Colmon Elridge, president of the Fayette County Young Democrats, said that after one of the most contentious primaries in a generation, Kentucky Dems have a lot of work to do.
“Outside of rallying behind Barack Obama, we’ve got a lot of healing and rallying to do here in Kentucky,” he said.
Part of that healing is having difficult conversations about a culturally heterogeneous party that most within it seem content to avoid. The donkey in the room during the convention was the race vote from the May 20 primary. Just about every Democrat mentioned the Jefferson-Jackson Dinner speech by U.S. Rep. John Yarmuth, the only high-profile Dem who is talking openly about the exit poll results that suggested one in five Kentuckians wouldn’t vote for an African American.

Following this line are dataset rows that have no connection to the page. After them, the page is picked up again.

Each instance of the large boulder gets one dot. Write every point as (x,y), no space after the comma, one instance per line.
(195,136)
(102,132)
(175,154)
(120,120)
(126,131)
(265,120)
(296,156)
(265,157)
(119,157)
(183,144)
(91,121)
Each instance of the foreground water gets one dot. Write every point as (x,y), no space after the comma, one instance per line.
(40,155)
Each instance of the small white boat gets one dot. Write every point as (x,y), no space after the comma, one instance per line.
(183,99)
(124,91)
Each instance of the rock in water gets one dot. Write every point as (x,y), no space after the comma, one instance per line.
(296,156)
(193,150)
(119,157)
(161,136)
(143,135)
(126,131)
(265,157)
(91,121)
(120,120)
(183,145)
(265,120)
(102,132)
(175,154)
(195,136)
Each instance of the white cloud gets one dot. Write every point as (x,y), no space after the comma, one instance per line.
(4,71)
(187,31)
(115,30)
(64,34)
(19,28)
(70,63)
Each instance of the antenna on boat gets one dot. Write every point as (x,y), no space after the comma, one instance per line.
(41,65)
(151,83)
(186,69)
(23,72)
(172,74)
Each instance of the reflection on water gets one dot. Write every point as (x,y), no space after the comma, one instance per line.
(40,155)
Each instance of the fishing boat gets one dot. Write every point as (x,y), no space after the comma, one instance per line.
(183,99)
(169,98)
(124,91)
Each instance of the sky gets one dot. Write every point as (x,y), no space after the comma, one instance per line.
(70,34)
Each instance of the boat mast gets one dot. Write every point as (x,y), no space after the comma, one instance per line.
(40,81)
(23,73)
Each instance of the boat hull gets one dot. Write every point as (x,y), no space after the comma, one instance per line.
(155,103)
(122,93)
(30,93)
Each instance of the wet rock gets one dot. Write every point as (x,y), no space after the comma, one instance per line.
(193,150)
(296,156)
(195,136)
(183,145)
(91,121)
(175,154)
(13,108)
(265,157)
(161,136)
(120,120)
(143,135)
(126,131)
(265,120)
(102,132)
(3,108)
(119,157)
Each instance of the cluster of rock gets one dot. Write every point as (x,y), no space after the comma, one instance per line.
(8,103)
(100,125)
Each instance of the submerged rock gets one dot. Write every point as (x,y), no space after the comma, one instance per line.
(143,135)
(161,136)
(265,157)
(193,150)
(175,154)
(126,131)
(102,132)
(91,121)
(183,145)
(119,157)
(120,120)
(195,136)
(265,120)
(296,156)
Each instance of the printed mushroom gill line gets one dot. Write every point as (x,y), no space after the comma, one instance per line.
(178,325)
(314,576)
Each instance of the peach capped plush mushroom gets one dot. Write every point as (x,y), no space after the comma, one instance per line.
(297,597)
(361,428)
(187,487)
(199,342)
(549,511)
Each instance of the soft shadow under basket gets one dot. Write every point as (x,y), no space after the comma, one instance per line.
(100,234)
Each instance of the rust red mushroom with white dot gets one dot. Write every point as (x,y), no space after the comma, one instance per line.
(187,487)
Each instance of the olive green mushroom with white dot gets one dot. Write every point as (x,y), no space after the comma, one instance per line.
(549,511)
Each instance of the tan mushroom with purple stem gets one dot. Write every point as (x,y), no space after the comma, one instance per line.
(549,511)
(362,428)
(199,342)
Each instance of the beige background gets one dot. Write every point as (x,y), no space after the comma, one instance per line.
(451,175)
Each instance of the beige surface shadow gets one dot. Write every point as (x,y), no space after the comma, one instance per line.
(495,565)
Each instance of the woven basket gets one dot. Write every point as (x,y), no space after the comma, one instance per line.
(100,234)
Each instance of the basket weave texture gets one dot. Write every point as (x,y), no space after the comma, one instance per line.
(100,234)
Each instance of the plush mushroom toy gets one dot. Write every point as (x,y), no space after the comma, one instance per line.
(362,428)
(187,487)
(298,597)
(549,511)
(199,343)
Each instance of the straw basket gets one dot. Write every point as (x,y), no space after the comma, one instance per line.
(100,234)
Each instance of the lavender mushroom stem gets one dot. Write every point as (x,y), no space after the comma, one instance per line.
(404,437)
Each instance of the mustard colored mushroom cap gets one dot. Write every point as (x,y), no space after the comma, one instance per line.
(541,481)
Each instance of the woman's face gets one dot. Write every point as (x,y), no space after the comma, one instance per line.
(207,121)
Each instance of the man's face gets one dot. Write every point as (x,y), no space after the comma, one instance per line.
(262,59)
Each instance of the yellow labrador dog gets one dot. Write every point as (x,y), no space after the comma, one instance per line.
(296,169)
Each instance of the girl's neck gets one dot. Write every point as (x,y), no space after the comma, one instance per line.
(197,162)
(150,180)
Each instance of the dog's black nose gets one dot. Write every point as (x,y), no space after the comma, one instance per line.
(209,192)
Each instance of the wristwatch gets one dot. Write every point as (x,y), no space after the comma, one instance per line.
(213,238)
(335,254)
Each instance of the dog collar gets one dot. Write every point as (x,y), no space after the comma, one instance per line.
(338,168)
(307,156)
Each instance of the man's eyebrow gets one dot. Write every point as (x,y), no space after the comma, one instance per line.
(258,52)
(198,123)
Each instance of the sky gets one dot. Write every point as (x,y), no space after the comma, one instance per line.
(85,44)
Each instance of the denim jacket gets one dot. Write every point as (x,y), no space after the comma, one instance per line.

“In recent weeks, racial bigotry has reared its ugly head in our state,” Yarmuth said. “Whenever we encounter a Democrat who says he or she cannot vote for a black man, we must not walk away and let that blind hatred fester.”
Strong words from a freshman congressman when others denied the poll existed. The rift is palpable, and it is between city and rural constituencies, black and white voters, liberal and centrist leadership.
For Sharon Woods and some others, those issues belong in the backseat now that the Democrats have a nominee.
“By golly, get behind (Obama),” she said. “And push him on.”